First-year students spend more time at home than on campus

First-year students of Mathematics and Statistics hardly visit the campus. For other students, there is a tailored approach that differs per programme.
A barn at Unifarm has been temporarily transformed into a lecture hall in preparation for a field trip, photo Albert Sikkema

First-year International Development Studies have mathematics and an introductory course in period 1. This brings them to campus for just three hours a week to follow small-scale seminars. In period 6, when there is no maths programme, they are expected on campus for six hours a week to follow small-scale interactive courses. Note: the mathematics lecturers also provide interactive courses, but these are online.


First-year students of Nutrition and Health follow a similar pattern. First, their programme consists of Statistics (online) and an introductory course that requires them to be present on campus for approximately four hours per week.
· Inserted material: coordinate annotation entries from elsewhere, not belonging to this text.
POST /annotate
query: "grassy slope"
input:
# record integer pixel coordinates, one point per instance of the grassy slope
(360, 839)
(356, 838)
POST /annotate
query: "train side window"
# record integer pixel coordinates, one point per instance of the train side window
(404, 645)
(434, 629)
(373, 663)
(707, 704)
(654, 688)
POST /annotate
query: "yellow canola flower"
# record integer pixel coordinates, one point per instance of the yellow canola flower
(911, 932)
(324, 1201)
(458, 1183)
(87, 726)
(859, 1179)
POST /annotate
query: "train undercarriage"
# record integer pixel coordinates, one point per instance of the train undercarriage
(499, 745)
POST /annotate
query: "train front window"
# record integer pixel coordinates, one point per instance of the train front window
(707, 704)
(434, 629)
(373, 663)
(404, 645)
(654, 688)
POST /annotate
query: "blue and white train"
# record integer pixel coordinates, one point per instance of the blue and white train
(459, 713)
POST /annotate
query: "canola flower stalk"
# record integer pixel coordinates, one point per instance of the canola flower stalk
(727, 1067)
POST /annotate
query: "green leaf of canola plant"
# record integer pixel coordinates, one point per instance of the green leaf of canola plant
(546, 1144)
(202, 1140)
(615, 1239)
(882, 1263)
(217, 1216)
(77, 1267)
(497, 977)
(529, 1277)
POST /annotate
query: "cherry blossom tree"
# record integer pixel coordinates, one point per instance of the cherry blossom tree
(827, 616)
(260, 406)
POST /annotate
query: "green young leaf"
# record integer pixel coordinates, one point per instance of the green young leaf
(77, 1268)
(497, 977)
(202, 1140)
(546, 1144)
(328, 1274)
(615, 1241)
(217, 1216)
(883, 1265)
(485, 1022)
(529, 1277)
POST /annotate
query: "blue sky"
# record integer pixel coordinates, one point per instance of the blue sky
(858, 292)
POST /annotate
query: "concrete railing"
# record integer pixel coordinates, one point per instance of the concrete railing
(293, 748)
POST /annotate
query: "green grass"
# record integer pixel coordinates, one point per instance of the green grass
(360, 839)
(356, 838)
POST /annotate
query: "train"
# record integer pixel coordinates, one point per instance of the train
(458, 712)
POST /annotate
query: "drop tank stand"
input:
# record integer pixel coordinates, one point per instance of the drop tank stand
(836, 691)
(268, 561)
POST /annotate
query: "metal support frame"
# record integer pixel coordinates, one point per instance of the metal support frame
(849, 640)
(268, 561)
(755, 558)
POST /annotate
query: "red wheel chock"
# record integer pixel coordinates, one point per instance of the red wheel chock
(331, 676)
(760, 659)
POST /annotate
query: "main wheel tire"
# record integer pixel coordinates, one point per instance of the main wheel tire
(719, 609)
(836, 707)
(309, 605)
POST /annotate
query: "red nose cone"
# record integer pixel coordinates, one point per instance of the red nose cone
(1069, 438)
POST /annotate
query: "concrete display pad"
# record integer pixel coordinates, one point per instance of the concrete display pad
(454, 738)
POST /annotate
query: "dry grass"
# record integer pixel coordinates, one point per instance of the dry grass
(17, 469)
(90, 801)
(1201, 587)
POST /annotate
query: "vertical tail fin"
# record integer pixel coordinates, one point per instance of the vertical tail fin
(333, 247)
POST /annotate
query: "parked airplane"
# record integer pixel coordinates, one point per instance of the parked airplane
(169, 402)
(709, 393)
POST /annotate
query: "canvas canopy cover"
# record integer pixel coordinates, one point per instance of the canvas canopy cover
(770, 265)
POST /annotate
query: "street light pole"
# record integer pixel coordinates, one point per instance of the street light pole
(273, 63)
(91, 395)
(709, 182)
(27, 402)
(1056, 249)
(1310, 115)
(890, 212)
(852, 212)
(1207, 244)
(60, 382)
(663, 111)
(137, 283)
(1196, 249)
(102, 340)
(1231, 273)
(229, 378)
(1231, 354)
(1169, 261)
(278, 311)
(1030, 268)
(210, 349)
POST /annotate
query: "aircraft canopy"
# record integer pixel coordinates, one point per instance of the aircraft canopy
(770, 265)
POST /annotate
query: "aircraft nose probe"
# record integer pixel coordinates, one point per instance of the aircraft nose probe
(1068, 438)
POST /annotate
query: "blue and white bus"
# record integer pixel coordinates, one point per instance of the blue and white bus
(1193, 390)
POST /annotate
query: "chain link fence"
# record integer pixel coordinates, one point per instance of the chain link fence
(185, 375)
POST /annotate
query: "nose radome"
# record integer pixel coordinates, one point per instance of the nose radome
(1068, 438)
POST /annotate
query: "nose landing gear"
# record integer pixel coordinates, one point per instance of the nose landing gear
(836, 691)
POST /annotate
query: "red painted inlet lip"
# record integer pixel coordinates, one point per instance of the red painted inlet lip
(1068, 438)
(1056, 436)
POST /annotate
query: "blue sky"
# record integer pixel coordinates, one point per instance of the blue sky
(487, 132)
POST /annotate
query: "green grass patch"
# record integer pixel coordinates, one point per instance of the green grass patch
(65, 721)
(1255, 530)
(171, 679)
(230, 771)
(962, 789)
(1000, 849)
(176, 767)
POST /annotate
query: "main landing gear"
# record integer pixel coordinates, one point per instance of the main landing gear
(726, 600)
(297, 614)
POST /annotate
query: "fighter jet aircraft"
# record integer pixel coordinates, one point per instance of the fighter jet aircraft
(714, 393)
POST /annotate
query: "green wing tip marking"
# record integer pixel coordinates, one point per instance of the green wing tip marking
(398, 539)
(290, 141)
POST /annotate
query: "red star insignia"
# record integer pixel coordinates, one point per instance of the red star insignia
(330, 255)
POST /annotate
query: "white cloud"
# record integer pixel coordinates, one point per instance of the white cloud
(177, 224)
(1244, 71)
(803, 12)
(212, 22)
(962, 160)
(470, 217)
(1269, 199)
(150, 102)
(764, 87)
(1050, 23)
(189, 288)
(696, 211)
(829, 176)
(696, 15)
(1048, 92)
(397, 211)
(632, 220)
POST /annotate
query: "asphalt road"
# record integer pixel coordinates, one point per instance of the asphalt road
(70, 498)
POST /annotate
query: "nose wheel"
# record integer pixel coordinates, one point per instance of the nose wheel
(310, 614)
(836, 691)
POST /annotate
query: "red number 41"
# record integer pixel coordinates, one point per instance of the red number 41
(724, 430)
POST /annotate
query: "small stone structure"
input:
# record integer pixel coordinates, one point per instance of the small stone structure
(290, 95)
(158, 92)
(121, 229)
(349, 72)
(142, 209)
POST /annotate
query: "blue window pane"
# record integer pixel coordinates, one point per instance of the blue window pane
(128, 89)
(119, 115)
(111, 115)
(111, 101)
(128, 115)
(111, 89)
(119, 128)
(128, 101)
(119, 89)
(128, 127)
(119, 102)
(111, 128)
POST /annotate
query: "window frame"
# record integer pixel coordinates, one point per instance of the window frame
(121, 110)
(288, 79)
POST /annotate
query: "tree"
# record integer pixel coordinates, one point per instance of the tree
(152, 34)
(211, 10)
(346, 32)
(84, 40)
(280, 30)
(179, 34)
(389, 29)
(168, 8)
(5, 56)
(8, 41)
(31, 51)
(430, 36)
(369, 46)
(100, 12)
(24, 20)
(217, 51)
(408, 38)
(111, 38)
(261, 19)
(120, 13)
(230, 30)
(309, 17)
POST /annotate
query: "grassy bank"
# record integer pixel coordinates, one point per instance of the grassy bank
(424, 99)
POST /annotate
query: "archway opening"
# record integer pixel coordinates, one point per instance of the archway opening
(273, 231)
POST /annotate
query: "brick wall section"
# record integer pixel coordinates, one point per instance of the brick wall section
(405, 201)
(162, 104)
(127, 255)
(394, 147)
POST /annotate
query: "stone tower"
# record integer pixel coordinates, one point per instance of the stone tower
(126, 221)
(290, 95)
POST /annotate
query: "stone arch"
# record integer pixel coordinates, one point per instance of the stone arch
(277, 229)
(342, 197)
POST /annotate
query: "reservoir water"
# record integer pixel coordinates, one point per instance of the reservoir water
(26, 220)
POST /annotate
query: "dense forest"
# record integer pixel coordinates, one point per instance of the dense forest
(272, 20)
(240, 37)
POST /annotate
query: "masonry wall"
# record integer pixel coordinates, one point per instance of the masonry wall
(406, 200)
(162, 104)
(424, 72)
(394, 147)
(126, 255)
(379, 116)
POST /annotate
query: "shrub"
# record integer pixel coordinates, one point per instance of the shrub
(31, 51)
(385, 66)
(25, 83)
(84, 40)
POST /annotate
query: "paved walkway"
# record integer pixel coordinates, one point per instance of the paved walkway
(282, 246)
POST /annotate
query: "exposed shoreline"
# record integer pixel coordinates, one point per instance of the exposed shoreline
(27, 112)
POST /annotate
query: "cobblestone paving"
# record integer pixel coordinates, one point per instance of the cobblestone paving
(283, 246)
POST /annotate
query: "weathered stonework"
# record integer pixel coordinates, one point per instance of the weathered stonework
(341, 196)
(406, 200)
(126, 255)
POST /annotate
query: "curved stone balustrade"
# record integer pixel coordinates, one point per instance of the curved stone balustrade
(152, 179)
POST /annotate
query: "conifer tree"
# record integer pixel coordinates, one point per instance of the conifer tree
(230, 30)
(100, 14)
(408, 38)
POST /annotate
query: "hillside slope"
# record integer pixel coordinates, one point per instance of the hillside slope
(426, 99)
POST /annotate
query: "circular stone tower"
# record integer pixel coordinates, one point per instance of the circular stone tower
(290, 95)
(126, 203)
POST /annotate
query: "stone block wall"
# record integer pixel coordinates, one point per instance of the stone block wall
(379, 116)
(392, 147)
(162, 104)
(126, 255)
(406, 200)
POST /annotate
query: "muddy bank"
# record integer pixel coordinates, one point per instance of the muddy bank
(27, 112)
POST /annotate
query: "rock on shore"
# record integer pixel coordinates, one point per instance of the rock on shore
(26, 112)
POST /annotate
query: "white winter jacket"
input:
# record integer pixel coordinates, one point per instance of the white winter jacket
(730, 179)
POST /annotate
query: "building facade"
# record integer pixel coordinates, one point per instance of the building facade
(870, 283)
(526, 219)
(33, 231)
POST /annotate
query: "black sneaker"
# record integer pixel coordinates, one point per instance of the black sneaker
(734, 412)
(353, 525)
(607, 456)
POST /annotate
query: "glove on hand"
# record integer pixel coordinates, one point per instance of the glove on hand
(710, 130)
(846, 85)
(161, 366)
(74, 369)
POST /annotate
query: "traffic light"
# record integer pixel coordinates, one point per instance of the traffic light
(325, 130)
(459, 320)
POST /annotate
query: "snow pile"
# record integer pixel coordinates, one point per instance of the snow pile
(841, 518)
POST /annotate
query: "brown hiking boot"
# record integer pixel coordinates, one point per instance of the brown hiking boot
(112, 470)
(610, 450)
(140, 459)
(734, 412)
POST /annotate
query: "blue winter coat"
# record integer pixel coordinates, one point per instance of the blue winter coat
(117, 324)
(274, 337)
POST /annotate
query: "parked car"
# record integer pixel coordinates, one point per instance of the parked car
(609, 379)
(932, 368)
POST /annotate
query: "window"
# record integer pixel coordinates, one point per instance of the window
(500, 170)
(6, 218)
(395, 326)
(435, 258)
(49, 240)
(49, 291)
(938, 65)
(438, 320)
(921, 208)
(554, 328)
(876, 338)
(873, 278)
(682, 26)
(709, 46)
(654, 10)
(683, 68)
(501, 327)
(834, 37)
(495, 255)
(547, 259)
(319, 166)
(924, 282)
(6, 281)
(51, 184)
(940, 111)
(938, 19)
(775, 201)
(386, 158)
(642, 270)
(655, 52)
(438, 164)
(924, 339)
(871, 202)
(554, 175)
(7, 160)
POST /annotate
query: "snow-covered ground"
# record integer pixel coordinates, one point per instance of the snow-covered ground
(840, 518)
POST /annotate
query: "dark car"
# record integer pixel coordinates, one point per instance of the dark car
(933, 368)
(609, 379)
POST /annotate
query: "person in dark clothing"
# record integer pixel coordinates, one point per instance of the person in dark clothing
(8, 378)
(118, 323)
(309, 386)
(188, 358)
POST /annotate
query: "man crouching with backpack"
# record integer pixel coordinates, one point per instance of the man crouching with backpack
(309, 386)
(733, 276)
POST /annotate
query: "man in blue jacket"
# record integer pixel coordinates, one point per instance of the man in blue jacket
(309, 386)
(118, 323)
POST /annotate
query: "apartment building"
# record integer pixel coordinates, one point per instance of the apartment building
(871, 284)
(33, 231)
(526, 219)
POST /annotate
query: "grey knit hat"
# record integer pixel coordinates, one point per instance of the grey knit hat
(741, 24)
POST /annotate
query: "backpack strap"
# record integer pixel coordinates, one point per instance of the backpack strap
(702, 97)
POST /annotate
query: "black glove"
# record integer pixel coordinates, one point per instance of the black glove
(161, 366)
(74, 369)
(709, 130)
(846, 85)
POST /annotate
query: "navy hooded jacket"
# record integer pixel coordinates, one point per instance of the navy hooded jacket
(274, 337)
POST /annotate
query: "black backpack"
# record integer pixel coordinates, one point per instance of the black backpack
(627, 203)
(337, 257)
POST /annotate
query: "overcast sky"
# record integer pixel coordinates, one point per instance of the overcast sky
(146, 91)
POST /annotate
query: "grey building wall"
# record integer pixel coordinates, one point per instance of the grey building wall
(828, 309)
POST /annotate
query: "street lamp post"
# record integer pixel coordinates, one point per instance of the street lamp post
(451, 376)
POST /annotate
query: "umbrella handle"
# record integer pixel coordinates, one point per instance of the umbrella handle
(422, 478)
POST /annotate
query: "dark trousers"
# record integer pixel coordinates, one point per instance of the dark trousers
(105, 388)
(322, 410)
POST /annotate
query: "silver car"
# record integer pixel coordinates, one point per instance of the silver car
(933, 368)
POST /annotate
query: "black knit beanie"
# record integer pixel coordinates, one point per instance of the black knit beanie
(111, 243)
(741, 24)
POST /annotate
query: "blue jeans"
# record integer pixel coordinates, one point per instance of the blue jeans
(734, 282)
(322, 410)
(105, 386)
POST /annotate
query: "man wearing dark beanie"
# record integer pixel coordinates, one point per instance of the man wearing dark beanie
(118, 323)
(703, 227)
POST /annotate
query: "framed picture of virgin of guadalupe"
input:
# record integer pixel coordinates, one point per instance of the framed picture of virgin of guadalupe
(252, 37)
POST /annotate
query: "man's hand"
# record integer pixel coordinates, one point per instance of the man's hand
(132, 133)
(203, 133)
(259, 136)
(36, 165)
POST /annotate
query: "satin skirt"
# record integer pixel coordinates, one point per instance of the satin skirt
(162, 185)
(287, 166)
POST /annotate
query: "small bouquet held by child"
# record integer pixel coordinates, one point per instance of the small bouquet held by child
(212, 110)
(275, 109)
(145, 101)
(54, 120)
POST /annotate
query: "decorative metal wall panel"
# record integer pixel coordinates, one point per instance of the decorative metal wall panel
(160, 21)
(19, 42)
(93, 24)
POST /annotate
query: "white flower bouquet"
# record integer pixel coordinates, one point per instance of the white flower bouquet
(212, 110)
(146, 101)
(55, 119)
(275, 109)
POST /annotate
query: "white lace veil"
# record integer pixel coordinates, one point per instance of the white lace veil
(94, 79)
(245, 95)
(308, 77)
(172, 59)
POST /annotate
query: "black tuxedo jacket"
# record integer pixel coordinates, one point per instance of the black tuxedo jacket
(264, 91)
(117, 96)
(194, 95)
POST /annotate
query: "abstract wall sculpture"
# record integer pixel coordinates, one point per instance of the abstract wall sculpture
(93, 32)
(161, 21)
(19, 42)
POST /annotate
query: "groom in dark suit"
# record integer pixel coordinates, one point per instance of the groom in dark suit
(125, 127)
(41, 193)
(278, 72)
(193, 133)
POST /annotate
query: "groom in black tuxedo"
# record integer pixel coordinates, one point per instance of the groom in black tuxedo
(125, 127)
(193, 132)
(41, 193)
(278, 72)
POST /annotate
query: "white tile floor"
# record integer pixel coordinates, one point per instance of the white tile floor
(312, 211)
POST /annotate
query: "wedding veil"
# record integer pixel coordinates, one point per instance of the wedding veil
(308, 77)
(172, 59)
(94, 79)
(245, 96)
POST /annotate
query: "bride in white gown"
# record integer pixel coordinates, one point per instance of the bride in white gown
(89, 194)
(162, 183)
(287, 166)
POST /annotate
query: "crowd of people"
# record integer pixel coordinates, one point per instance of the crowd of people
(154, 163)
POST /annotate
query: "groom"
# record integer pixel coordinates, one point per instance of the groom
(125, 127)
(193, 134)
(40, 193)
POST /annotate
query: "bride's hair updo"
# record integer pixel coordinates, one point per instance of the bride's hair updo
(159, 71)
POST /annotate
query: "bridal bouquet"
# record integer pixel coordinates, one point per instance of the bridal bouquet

The following period they are present on campus for two half-days for practicals and workgroups. Programme coordinator Rolf Marteijn stresses that the corona measures make planning education quite a challenge. One week they may have practicals every day, followed by several weeks without.

Field trips

The nature programmes have dealt with the corona measures smartly by setting up field trips fort he first-year students in the coming months. Thus, they can service larger groups with interactive teaching. A barn at Unifarm has been transformed into a lecture hall for introductions (coats recommended) and teachers have been equipped with walkie-talkies, allowing them to provide instruction outside at a suitable distance, says programme director Gijs Elkhuizen.


The development of blended practicals is currently underway. This could mean a student carries out a chemistry-practical on campus, while a fellow student follows the proceedings through live stream. A similar approach is also possible for field trips. A huge advantage is that it allows the facilitation of students that are unable to be present on campus, says Ulrike Wild, programme director Online Learning.


These developments lead to many variations within and between programmes. ‘Everything is tailored, and, therefore, different’, days Fred Jonker, who is responsible fort he teaching schedules. For those wanting to know precisely what the new programmes look like, further details can be found on the intranet.